KPMG, qui a constaté dans son audit médico-légal qu’Adler souffrait de lacunes généralisées en matière de gouvernance et de conformité, a par la suite refusé de signer les résultats 2021 de l’entreprise. En mai de l’année dernière, il s’est éloigné du client.

Après un appel d’offres infructueux pour remplacer KPMG, Adler s’est tourné vers un tribunal de Berlin qui a réintégré KPMG. Mais la firme des Big Four a toujours refusé d’accepter le mandat. Trois mois après la fin de 2022, l’entreprise est toujours à la recherche d’une solution car les émetteurs d’actions et d’obligations en Allemagne doivent avoir des résultats audités.

Marc Liebscher, avocat basé à Berlin et membre du conseil d’administration du groupe de pression allemand des actionnaires de détail SdK, affirme que les auditeurs sont devenus beaucoup plus puissants, affirmés et impitoyables. « L’équilibre des pouvoirs entre les auditeurs et leurs clients est en train de changer fondamentalement », dit-il,

L’affaire Adler met également en évidence une lacune réglementaire et pas seulement en Allemagne. Les auditeurs accomplissent une tâche quasi officielle qui est un frein et contrepoids essentiel dans une économie capitaliste. Mais que se passe-t-il si une entreprise n’en trouve pas ?

Les entreprises sans auditeur pourraient tout simplement être autorisées à échouer, mais nombre d’entre elles remplissent des rôles importants. Une solution consiste à rendre juridiquement contraignante la nomination d’un auditeur par le tribunal. Cependant, le tribunal n’a pas pu décréter la confiance mutuelle qui est requise pour qu’un commissaire aux comptes fasse correctement son travail. Et les avocats disent qu’en vertu de la loi allemande, il est difficile, voire impossible, pour un cabinet comptable de se détourner d’un client au milieu d’un audit. Plus de réflexion doit être menée sur la question.

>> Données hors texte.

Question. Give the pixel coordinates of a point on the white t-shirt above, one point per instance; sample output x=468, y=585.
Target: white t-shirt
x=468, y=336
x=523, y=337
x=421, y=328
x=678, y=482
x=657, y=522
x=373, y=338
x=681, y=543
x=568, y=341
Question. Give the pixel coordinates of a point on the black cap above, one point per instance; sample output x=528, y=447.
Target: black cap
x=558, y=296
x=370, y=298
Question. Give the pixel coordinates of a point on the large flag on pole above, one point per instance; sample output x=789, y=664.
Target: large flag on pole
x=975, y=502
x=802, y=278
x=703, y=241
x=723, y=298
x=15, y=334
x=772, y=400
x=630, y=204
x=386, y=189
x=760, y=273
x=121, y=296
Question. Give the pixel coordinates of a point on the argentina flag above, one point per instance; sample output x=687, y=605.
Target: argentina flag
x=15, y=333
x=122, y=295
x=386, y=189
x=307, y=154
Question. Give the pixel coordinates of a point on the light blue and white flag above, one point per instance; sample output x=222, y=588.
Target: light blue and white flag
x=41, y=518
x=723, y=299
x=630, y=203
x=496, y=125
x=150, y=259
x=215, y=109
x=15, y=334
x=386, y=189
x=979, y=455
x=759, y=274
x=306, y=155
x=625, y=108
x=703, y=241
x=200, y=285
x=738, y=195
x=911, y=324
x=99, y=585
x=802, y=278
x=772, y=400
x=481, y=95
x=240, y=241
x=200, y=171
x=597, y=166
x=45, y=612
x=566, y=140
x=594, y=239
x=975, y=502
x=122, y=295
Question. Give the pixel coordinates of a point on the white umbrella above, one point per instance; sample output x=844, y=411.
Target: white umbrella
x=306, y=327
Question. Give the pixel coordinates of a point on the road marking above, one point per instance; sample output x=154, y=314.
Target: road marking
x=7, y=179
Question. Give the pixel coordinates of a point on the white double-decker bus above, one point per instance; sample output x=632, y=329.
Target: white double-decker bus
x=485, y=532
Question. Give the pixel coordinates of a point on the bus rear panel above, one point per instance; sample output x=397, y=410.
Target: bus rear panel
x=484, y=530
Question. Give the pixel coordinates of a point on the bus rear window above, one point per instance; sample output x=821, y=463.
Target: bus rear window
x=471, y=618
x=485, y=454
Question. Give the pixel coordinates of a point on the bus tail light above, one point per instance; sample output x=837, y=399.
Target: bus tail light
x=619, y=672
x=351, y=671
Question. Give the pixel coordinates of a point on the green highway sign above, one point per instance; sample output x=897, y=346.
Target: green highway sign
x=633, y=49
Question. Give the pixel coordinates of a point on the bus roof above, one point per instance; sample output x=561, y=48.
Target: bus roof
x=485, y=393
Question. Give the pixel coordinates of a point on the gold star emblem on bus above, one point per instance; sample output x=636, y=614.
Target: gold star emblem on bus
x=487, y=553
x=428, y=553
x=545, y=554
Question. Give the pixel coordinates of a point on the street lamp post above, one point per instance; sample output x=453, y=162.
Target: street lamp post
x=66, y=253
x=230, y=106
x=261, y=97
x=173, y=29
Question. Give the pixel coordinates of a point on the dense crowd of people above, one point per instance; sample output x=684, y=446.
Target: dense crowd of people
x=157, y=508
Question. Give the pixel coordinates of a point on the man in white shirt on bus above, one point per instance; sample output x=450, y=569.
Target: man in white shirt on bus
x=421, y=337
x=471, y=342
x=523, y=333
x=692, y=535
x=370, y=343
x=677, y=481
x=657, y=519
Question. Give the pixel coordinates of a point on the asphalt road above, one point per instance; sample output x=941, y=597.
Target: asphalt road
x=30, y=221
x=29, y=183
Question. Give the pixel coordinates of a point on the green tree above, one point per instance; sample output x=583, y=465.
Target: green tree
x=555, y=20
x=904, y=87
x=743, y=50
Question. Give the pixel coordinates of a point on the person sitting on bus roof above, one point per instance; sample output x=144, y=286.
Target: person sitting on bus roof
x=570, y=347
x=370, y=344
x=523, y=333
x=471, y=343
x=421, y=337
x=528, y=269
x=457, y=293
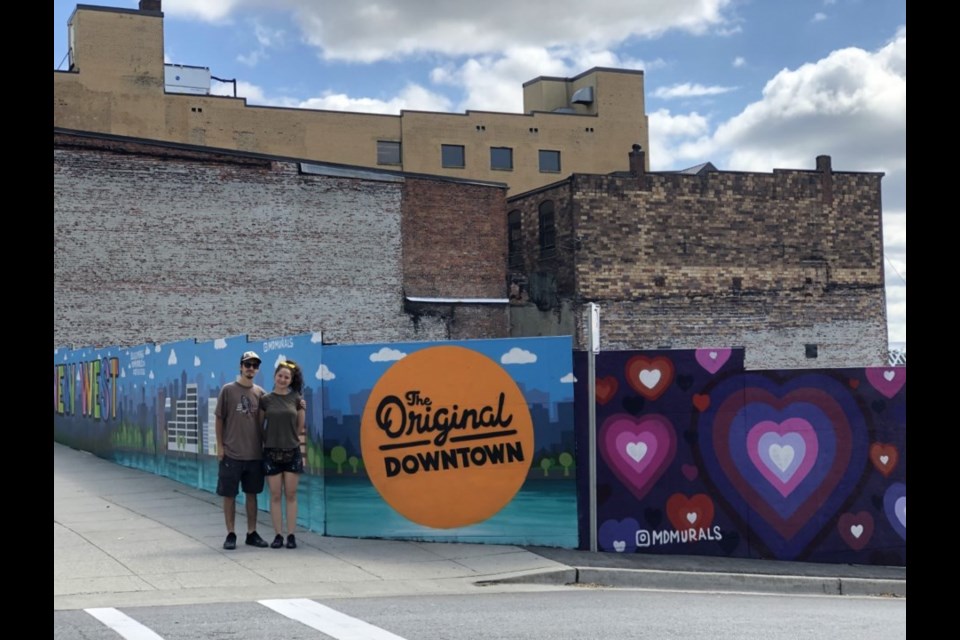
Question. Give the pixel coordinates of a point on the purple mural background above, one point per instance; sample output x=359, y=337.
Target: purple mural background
x=697, y=456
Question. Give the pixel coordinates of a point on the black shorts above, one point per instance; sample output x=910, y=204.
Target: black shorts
x=282, y=461
x=236, y=473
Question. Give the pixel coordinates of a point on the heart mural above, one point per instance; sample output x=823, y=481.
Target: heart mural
x=895, y=507
x=650, y=377
x=887, y=380
x=637, y=450
x=884, y=457
x=695, y=512
x=856, y=529
x=712, y=359
x=783, y=456
x=618, y=535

Une chose est claire cependant – les déboires d’Adler sont un avertissement du coût élevé auquel une entreprise est confrontée si elle entre en conflit avec ses auditeurs. Cela devrait renforcer la capacité des auditeurs à poser des questions difficiles et à rechercher tous les éléments dont ils ont besoin pour se forger une opinion. Espérons que ces vérificateurs relèveront le défi. Wirecard montre pourquoi.